- Well these articles and these publications were relevant in their time, but are no longer today, so there is no reason to take them into account.
And again, relevant does not mean truthful.
I'd say there's plenty of reasons to take them into account if the newer publications don't actually go into detail about the same topic and generally a single aspect of the older publications being updated does not inherently indicate anything else about them having been overturned.
In regard to truthfulness, the fact that in the end we're dealing with fiction should in some ways modify the way we think about sources; since generally any
untruthfulness in fiction exists for a specific narrative purpose and otherwise I'd be skeptical about
being skeptical for reasons elaborated further down.
- And my point is the exact opposite, a reference has to be absolute to be canon and reliable.
Hence the interest of updates.
Well, that's simply your personal view of canon and clearly not everyone shares your standards on that topic.
Plenty of settings don't bother being absolute about anything whatsoever and don't provide proof for much at all, yet that doesn't stop them from having a canon, and people having discussions about said settings and its canon and so on.
That Digimon even offers the
concept of Digimon research going on and its results being released is already far more generous in its specificity than what we get from many other franchises, even if the data isn't flawless.

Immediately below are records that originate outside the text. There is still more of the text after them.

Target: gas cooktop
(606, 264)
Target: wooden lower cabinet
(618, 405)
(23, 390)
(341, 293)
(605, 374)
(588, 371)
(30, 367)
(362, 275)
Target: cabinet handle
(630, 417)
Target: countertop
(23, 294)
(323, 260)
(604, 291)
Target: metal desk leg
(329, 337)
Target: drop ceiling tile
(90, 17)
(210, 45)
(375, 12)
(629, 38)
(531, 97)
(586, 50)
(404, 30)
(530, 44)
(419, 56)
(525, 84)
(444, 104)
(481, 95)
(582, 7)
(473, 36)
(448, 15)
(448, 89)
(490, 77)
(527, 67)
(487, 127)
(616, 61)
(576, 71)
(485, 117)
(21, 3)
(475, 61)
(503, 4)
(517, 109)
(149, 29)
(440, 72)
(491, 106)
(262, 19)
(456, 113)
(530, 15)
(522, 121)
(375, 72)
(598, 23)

Observations must be proven by examples, that's all.To say that such a star is the brightest or that such a monster is the strongest without providing objective and irrefutable proof has no value.
Then 99% of fiction will never have value to you since "objective and irrefutable proof" aren't really a thing around these parts.
Sure, a random claim by a fan may (and probably should) be subject to such scrutiny but that's not the context we're talking about, as you seem to attempt to apply that kind of extreme skepticism to statements that have already been published. And that just seems bizarre, because then how can you believe anything?
If a book contains the statement "his eyes were green" we can assume that this in fact the case. No one would make the argument "well... the book didn't include a detailed analysis of the waveform of the light bouncing back from his eyes that would have irrefutably proven that they would indeed be seen as being green, therefore they could be actually any color".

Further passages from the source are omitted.